El Club América está por disputar dos de los partidos más delicados de todo el semestre. La serie de cuartos de final de la Concacaf Champions Cup ante Nashville no solo pone en juego el pase a la siguiente ronda, también carga con el peso de una obsesión institucional que en Coapa no han podido resolver desde hace una década.

Por eso, el margen de error es mínimo. En un torneo al que el América le ha apostado buena parte de sus aspiraciones, una eliminación temprana no sería tomada como un simple tropiezo. Al contrario, podría convertirse en un golpe con consecuencias profundas para un proyecto que hoy vuelve a estar bajo la lupa.

Lo que está en juego va mucho más allá de André Jardine

De acuerdo con lo que comentó el periodista Juan Carlos Zúñiga en sus redes sociales, esta eliminatoria puede marcar el futuro del actual proyecto deportivo azulcrema. Su lectura fue contundente: “el proyecto Baños-Jardine se juega su futuro, si avanzan y llegan a la final, se quedan en América. Si los eliminan en cuartos de final, será momento de buscar entrenador y presidente deportivo”.

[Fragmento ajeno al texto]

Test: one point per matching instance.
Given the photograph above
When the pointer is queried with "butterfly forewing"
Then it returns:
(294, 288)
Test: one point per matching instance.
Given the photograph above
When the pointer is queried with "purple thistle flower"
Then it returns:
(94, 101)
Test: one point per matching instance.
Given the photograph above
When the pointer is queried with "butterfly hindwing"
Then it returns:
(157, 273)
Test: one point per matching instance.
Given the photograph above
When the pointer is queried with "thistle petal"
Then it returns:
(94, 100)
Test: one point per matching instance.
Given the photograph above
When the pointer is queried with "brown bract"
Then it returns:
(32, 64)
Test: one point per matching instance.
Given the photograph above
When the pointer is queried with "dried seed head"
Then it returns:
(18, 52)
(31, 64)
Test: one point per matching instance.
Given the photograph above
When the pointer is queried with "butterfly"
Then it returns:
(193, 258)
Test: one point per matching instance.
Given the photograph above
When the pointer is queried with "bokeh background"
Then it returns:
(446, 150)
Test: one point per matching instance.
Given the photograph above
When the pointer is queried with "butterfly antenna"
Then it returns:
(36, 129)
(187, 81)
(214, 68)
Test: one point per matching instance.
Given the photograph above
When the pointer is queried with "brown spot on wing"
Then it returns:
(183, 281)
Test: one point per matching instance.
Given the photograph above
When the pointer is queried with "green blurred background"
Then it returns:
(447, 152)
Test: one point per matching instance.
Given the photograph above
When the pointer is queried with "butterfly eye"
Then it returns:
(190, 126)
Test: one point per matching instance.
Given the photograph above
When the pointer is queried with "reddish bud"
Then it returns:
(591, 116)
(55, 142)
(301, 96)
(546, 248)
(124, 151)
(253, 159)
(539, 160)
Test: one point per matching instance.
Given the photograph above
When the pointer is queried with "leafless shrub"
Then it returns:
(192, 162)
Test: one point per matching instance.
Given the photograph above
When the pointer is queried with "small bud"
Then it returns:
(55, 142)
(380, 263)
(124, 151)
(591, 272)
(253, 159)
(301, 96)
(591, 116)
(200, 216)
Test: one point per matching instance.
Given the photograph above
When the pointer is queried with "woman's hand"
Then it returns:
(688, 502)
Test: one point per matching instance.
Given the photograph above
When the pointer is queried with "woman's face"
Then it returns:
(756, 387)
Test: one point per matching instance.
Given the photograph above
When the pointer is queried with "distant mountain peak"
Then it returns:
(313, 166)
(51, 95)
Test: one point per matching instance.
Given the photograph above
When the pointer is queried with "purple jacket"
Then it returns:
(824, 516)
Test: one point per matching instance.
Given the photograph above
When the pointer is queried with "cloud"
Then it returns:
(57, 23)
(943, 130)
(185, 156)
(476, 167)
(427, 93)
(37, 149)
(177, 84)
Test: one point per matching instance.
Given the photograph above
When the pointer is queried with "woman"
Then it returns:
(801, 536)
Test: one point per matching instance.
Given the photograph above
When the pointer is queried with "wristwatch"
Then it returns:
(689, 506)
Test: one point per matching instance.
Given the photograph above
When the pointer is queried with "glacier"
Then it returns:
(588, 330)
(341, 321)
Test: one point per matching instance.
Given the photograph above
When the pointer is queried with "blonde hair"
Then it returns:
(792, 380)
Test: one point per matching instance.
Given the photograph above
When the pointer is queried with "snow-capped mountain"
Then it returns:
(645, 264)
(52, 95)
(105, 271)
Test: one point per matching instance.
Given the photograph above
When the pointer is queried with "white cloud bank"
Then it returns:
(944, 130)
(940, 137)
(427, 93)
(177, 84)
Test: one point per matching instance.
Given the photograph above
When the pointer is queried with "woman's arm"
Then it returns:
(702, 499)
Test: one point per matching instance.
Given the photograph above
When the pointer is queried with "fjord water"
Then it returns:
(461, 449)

La declaración apunta directamente a dos figuras clave del club. Por un lado, André Jardine, quien cargaría con el señalamiento de fracaso si el equipo no logra responder en el torneo internacional. Por el otro, Santiago Baños, uno de los directivos más cuestionados por un sector de la afición y cuya continuidad lleva tiempo generando debate.

En ese escenario, la serie frente a Nashville toma una dimensión todavía mayor. No solo define si el América sigue vivo en el torneo, también podría abrir la puerta a decisiones de fondo dentro de Coapa. A veces, una eliminatoria no cambia solo una temporada: cambia por completo el rumbo de un club.